Itoh Y, Uenohara S, Adachi M, Morie T, Aihara K
Department of Electrical and Electronic Engineering, Hokkaido University of Science, Hokkaido 006-8585, Japan.
Institute of Industrial Science, The University of Tokyo, Tokyo 153-8505, Japan.
Chaos. 2020 Jan;30(1):013128. doi: 10.1063/1.5119187.

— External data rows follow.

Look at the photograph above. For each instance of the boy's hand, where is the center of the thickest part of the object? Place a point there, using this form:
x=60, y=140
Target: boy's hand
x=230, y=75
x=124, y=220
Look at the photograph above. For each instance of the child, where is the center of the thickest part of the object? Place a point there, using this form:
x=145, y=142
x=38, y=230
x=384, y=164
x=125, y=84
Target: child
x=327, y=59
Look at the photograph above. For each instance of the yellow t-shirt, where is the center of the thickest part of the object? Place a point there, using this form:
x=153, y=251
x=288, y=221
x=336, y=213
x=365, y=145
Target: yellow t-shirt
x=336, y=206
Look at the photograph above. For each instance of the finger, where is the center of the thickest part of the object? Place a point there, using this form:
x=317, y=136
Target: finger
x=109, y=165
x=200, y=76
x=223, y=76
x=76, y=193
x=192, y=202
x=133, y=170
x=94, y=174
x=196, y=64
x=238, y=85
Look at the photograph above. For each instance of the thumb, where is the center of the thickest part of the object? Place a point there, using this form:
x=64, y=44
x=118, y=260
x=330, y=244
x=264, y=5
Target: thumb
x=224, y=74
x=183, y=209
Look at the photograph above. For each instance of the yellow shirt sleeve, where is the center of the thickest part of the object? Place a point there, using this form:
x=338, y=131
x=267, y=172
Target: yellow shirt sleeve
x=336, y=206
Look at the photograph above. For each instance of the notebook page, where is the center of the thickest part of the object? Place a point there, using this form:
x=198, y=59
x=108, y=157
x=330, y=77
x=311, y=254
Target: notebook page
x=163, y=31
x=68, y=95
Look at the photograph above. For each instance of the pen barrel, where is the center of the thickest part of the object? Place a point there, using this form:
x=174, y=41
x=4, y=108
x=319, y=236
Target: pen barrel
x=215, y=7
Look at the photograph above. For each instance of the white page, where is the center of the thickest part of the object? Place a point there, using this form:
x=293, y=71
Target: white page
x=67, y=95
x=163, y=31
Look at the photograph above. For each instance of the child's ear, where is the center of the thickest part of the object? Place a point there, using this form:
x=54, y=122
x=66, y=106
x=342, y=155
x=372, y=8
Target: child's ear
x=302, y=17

Bifurcation-diagram reconstruction estimates various attractors of a system without observing all of them but only from observing several attractors with different parameter values. Therefore, the bifurcation-diagram reconstruction can be used to investigate how attractors change with the parameter values, especially for real-world engineering and physical systems for which only a limited number of attractors can be observed. Although bifurcation diagrams of various systems have been reconstructed from time-series data generated in numerical experiments, the systems that have been targeted for reconstructing bifurcation diagrams from time series measured from physical phenomena so far have only been continuous-time dynamical systems. In this paper, we reconstruct bifurcation diagrams only from time-series data generated by electronic circuits in discrete-time dynamical systems with different parameter values. The generated time-series datasets are perturbed by dynamical noise and contaminated by observational noise. To reconstruct the bifurcation diagrams only from the time-series datasets, we use an extreme learning machine as a time-series predictor because it has a good generalization property. Hereby, we expect that the bifurcation-diagram reconstruction with the extreme learning machine is robust against dynamical noise and observational noise. For quantitatively verifying the robustness, the Lyapunov exponents of the reconstructed bifurcation diagrams are compared with those of the bifurcation diagrams generated in numerical experiments and by the electronic circuits.
分岔图重建可在不观测系统所有吸引子的情况下,仅通过观测具有不同参数值的几个吸引子来估计系统的各种吸引子。因此,分岔图重建可用于研究吸引子如何随参数值变化,特别是对于那些只能观测到有限数量吸引子的实际工程和物理系统。尽管已从数值实验中生成的时间序列数据重建了各种系统的分岔图,但迄今为止,从物理现象测量的时间序列重建分岔图所针对的系统仅为连续时间动态系统。在本文中,我们仅从具有不同参数值的离散时间动态系统中的电子电路生成的时间序列数据重建分岔图。生成的时间序列数据集受到动态噪声的干扰并被观测噪声污染。为了仅从时间序列数据集重建分岔图,我们使用极限学习机作为时间序列预测器,因为它具有良好的泛化特性。由此,我们期望使用极限学习机进行的分岔图重建对动态噪声和观测噪声具有鲁棒性。为了定量验证鲁棒性,将重建分岔图的李雅普诺夫指数与数值实验和电子电路生成的分岔图的李雅普诺夫指数进行比较。